Je ne me sens pas violent car la grande majorité de mes journées sont consacrées à ce que je viens de décrire, à soigner avec amour les animaux et non à les tuer. La plupart de mes journées sont consacrées à la vie, comme tout le monde. Et c’est cet équilibre intime entre la mort ET la vie qui me rend en paix. Le yin et le yang de tout cela. La mort et la vie Vie et mort. Pour échapper au piège des extrêmes que notre monde investit si lourdement pour nous pousser vers, pour vraiment apprécier la vie, vous connaissez intimement votre rôle des deux côtés de la médaille.

Peut-être que je me sentirais violent si je passais uniquement mes journées à abattre des animaux. Si je travaillais dans une usine de transformation de la volaille ou dans un abattoir commercial qui tue régulièrement des animaux d'une manière qui leur fait mal, qui les trouble et les effraie, je pourrais me sentir violent. Et honnêtement, je m'interroge souvent sur ces travailleurs. Je ne sais pas qui pourrait travailler dans ces environnements régulièrement et ne pas sortir un peu différent de l’autre côté. C’est l’une des raisons pour lesquelles j’ai commencé à faire ce que je fais.

Ce sujet a pris des livres entiers, mais dans de nombreux cas, les emplois dans ces abattoirs sont les seuls que ces travailleurs peuvent obtenir. Ces installations créent non seulement des situations horribles pour les animaux qui franchissent leurs portes, mais dans de nombreux cas, les humains qui y travaillent sont également traitées de manière horrible. Ils travaillent dans des conditions vraiment horribles, essayant de nourrir leur famille et doivent traiter les animaux de manière odieuse.

Ce n'est pas ma propre participation à la mort qui m'empêche de dormir la nuit, ce sont les systèmes moralement en faillite qui ont été créés pour la faciliter. Une des raisons pour lesquelles je voulais construire une ferme était de créer un système qui donnait aux personnes qui travaillaient avec nous la possibilité de subvenir aux besoins financiers de leurs familles et d’établir des liens étroits avec une ressource commune à tous (nourriture) d’une manière qui: était sain pour la terre, sain pour les animaux et sain pour les humains qui participaient au système de toutes les manières qui comptaient: émotionnellement, spirituellement et financièrement.

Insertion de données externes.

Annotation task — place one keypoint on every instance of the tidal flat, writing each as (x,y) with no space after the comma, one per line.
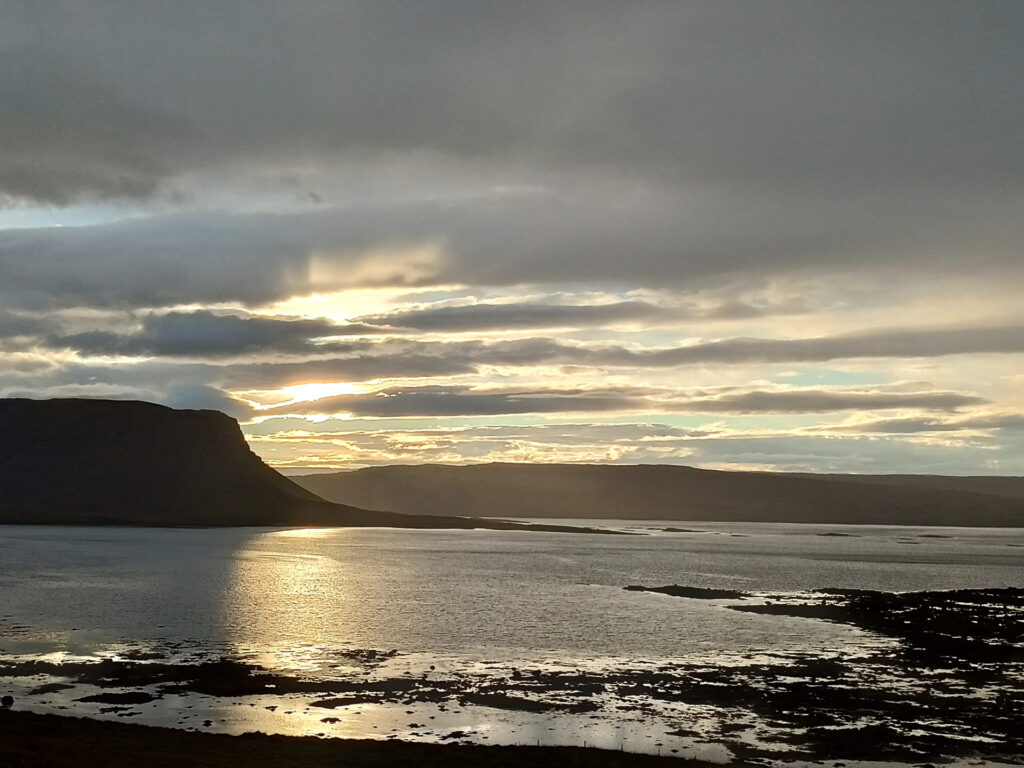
(711,664)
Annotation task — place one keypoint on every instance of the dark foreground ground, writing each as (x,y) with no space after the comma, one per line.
(29,740)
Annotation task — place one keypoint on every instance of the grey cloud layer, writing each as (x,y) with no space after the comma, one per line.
(202,334)
(487,316)
(434,401)
(668,238)
(113,98)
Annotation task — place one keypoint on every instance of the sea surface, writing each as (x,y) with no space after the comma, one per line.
(472,605)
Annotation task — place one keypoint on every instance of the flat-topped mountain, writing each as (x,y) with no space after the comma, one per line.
(118,462)
(674,493)
(108,461)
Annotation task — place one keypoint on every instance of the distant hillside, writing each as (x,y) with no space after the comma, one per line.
(670,493)
(116,462)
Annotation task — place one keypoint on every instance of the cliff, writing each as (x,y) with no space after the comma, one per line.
(673,493)
(130,463)
(80,461)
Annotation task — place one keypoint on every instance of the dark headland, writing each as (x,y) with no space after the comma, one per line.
(130,463)
(675,493)
(28,739)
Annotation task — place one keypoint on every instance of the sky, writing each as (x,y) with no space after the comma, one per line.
(781,236)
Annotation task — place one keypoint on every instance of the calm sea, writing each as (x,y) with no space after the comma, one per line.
(464,601)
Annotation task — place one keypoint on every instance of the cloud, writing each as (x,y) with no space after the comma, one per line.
(204,334)
(822,400)
(870,93)
(12,325)
(465,400)
(413,358)
(528,314)
(935,424)
(667,238)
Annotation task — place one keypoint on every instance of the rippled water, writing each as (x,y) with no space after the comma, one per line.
(469,601)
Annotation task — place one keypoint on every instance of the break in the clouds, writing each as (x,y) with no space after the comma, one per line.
(739,233)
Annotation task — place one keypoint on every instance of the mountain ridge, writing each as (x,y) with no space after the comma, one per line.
(83,461)
(669,493)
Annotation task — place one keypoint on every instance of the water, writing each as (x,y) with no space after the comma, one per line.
(471,603)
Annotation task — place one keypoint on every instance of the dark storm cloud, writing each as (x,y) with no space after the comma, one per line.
(657,241)
(203,334)
(112,98)
(24,325)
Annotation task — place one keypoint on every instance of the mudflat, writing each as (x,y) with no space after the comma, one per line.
(29,739)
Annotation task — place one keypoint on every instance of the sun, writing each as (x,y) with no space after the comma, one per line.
(299,393)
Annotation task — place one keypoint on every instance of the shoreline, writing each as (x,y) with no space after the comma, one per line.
(31,740)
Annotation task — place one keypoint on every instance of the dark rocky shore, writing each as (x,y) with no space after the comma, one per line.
(943,680)
(29,740)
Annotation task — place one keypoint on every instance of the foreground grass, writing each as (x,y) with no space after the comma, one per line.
(29,740)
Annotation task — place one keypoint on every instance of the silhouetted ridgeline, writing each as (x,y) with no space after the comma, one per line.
(104,461)
(670,493)
(117,462)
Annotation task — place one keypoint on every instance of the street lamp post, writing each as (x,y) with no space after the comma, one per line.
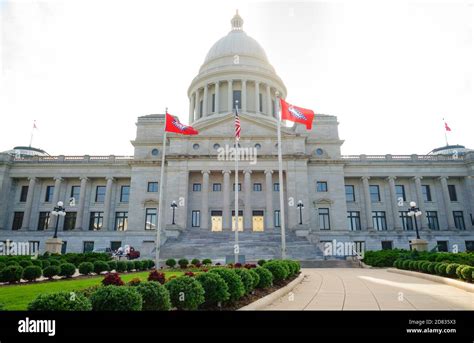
(58,211)
(300,206)
(173,207)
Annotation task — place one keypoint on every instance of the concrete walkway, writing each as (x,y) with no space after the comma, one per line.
(370,289)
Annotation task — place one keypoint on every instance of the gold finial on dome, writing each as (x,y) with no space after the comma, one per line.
(237,22)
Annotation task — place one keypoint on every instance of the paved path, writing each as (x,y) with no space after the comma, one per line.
(370,289)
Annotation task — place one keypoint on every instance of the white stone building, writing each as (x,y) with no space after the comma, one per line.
(113,200)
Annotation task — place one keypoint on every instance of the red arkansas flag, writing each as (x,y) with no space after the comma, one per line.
(296,114)
(173,125)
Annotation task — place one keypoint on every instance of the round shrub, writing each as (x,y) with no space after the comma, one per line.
(100,266)
(171,262)
(266,277)
(246,278)
(121,266)
(215,288)
(155,296)
(51,271)
(85,268)
(31,273)
(67,270)
(186,293)
(233,281)
(113,298)
(60,301)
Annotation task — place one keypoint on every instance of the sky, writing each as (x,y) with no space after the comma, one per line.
(85,70)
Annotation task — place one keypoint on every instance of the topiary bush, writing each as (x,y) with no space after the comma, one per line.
(155,296)
(186,293)
(233,281)
(85,268)
(31,273)
(113,298)
(60,301)
(67,270)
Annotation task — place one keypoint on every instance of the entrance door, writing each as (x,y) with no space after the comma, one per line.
(241,221)
(216,221)
(257,221)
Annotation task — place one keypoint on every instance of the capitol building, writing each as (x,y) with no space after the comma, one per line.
(112,201)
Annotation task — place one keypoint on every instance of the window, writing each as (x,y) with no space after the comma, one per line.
(121,221)
(276,218)
(379,220)
(442,246)
(237,95)
(374,193)
(150,219)
(23,193)
(400,191)
(324,223)
(432,217)
(459,220)
(88,246)
(350,193)
(353,220)
(407,221)
(96,221)
(17,220)
(49,193)
(124,193)
(100,194)
(452,193)
(70,221)
(425,189)
(321,186)
(152,187)
(196,218)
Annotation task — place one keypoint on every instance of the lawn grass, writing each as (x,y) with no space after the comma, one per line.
(17,297)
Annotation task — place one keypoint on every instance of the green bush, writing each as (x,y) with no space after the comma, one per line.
(31,273)
(85,268)
(266,277)
(215,288)
(51,271)
(100,266)
(155,296)
(186,293)
(233,281)
(116,298)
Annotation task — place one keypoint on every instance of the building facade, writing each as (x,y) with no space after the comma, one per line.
(113,200)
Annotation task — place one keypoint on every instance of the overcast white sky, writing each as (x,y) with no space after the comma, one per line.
(85,70)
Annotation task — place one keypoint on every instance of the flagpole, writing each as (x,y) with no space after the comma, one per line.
(280,180)
(160,201)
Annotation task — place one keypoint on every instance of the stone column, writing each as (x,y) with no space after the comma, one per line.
(57,187)
(447,202)
(204,101)
(244,95)
(226,218)
(82,201)
(368,203)
(257,97)
(247,199)
(107,203)
(230,94)
(205,200)
(29,203)
(269,198)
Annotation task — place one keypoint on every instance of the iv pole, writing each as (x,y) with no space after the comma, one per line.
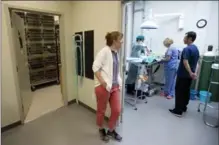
(78,43)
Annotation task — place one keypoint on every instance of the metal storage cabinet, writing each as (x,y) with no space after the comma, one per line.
(41,42)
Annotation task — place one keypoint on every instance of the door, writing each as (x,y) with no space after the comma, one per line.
(20,49)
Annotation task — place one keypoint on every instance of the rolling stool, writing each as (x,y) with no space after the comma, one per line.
(213,67)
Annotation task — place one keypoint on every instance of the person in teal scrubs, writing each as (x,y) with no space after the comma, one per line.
(138,49)
(171,62)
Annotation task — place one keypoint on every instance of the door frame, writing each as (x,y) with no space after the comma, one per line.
(123,57)
(6,8)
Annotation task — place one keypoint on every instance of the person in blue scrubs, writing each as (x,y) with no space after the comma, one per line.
(171,62)
(185,74)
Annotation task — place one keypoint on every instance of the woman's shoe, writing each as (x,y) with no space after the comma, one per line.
(163,94)
(169,97)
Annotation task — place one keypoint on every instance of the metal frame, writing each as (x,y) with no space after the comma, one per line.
(208,105)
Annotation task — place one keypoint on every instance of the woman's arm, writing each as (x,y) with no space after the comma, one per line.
(97,65)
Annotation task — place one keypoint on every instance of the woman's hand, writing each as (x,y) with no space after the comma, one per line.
(104,84)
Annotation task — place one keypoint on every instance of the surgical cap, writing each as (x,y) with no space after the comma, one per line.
(140,37)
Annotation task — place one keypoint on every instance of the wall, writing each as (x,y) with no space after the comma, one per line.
(10,108)
(102,17)
(193,11)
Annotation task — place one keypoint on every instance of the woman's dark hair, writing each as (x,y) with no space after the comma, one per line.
(111,36)
(191,35)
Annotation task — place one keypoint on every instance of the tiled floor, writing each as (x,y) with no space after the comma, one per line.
(44,101)
(152,124)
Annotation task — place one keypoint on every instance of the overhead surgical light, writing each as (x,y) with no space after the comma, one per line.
(151,24)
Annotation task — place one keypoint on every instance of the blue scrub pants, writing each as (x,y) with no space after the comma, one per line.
(170,81)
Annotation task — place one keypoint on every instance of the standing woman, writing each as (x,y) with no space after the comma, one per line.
(170,68)
(108,83)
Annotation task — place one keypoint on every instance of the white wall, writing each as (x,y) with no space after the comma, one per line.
(9,99)
(102,17)
(193,11)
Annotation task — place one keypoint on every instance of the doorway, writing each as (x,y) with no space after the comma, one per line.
(37,54)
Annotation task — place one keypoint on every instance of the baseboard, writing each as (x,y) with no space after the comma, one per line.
(90,109)
(72,102)
(10,126)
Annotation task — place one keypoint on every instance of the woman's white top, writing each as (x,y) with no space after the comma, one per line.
(104,63)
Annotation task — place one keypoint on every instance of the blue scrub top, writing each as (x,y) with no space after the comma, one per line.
(174,58)
(190,53)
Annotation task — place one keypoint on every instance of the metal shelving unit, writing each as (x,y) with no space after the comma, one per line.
(42,47)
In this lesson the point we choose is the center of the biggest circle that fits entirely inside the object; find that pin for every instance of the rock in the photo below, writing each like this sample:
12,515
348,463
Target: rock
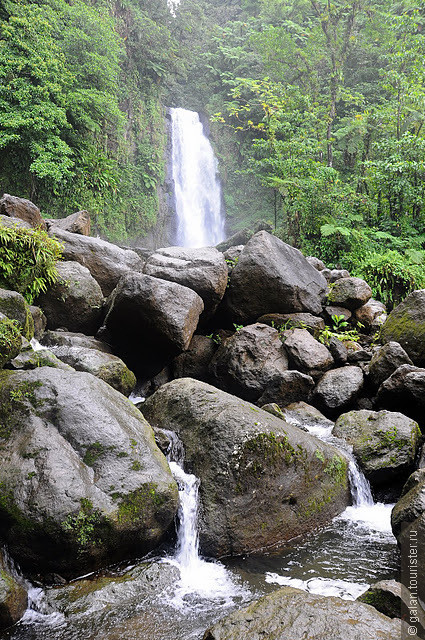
70,339
292,614
82,483
290,386
15,307
338,350
105,366
351,293
13,596
316,263
20,208
384,443
249,362
194,362
370,313
151,320
262,481
314,324
385,596
406,325
337,274
75,223
385,361
75,301
202,270
332,310
10,340
307,354
306,415
408,524
404,391
106,262
338,389
272,277
40,322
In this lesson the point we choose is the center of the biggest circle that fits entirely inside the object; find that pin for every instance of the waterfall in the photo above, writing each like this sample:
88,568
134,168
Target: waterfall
197,190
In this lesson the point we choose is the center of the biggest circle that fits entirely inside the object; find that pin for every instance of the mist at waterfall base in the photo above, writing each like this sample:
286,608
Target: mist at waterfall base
356,549
197,191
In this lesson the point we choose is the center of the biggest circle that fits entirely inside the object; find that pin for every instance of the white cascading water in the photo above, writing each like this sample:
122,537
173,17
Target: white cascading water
200,581
197,190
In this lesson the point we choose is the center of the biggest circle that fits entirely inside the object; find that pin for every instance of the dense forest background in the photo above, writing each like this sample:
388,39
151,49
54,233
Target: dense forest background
317,111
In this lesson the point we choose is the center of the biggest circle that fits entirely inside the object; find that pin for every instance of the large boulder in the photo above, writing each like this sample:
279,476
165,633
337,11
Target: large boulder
106,262
15,307
78,222
385,361
338,389
272,277
203,270
249,362
351,293
23,209
13,595
150,320
306,353
75,301
384,443
262,481
82,483
105,366
404,391
292,614
406,325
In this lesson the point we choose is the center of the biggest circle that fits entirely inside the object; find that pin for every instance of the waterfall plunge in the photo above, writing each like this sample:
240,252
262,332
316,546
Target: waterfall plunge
197,191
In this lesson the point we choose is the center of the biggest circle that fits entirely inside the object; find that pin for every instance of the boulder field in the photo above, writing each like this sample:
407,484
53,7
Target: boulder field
233,346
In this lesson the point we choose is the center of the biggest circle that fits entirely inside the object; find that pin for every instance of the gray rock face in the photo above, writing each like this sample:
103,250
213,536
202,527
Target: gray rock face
106,262
75,223
372,314
385,361
290,386
406,325
291,614
151,320
314,324
306,353
257,488
194,363
13,596
384,443
272,277
15,307
351,293
249,362
70,339
75,301
203,270
82,481
338,388
404,390
20,208
105,366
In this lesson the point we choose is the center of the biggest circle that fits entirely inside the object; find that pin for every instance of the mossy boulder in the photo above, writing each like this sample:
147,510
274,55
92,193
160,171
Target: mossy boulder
10,340
14,306
292,614
384,443
82,482
263,481
406,325
13,596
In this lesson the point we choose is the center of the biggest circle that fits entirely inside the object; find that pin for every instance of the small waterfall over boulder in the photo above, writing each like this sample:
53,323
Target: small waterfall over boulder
197,190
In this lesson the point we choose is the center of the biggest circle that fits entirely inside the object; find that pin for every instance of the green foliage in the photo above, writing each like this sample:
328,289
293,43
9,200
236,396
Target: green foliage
28,260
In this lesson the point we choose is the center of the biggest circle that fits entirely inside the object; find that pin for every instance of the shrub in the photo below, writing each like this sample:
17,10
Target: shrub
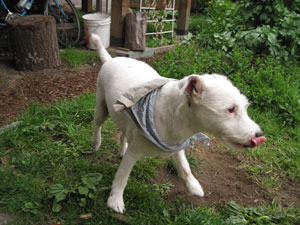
269,27
267,82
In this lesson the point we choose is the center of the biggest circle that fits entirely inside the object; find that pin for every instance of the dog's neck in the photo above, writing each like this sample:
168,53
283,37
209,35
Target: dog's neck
172,115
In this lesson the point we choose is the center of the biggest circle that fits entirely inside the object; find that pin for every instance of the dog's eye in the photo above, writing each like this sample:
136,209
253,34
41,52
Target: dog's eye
231,109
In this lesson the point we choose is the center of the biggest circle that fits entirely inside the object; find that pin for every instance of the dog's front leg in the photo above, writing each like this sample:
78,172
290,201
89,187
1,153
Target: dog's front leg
124,144
115,200
184,171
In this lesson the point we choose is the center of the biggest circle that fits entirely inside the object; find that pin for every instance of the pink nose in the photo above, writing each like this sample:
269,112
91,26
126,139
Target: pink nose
258,140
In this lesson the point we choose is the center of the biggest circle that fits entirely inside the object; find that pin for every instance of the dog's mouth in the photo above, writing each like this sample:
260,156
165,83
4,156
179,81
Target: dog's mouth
253,143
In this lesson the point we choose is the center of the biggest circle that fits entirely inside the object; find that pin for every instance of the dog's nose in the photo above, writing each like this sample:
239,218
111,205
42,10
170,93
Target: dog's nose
258,134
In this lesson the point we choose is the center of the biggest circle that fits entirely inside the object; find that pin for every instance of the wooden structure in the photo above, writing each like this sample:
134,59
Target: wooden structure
135,35
35,43
120,8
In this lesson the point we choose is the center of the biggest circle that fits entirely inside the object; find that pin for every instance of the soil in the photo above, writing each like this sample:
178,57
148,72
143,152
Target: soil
219,172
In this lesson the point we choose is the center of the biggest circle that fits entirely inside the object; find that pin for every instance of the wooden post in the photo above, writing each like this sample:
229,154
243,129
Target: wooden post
35,42
87,5
119,9
184,8
135,34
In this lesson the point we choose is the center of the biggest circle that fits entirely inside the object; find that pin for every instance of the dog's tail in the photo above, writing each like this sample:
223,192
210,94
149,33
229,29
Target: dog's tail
103,54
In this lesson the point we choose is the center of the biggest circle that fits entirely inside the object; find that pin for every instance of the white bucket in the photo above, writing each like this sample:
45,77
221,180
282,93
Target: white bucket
99,24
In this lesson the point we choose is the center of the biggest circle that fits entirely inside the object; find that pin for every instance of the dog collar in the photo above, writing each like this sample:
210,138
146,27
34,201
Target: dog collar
138,104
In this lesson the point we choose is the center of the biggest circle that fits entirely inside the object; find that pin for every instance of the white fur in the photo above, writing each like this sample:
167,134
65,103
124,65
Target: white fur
183,108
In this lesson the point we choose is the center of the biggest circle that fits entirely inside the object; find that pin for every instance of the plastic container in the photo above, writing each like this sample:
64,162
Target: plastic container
99,24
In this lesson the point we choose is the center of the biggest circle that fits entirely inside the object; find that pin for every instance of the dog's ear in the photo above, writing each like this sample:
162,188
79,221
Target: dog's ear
192,86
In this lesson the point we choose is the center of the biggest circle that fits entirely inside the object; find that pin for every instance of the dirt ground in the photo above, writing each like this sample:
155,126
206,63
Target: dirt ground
219,172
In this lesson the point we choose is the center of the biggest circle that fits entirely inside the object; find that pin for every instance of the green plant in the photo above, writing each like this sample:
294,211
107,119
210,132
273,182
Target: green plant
260,215
86,189
268,27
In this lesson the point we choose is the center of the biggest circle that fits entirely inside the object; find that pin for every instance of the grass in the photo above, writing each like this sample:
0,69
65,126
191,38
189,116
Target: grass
50,171
51,176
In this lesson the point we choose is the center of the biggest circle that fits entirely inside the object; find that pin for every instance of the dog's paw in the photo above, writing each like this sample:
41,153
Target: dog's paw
116,203
194,187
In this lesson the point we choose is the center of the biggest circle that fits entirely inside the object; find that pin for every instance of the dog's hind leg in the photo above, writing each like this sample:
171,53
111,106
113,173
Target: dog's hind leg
115,200
100,115
184,171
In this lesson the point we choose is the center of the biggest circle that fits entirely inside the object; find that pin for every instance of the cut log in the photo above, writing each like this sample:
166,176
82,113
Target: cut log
35,43
135,33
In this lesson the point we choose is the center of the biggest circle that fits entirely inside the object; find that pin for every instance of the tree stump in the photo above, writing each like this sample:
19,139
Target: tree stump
35,43
135,34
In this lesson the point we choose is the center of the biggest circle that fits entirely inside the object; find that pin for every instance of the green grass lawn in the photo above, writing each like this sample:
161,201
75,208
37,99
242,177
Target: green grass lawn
50,174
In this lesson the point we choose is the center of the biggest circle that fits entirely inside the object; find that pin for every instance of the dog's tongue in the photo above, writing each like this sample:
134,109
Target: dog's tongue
258,140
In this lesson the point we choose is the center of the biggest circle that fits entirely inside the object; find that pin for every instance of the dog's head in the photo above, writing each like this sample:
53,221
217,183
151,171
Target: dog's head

Cela fait partie de ma vision et chaque année, cela se rapproche un peu.

Je ne me sens pas violent. Ma participation à la mort est contrebalancée par une profonde et sincère appréciation de la vie et par ma responsabilité unique de la rendre aussi épanouissante que possible pour toutes les créatures qui m'entourent, animaux et humains. Il n'y a pas de plus grand objectif que je puisse demander.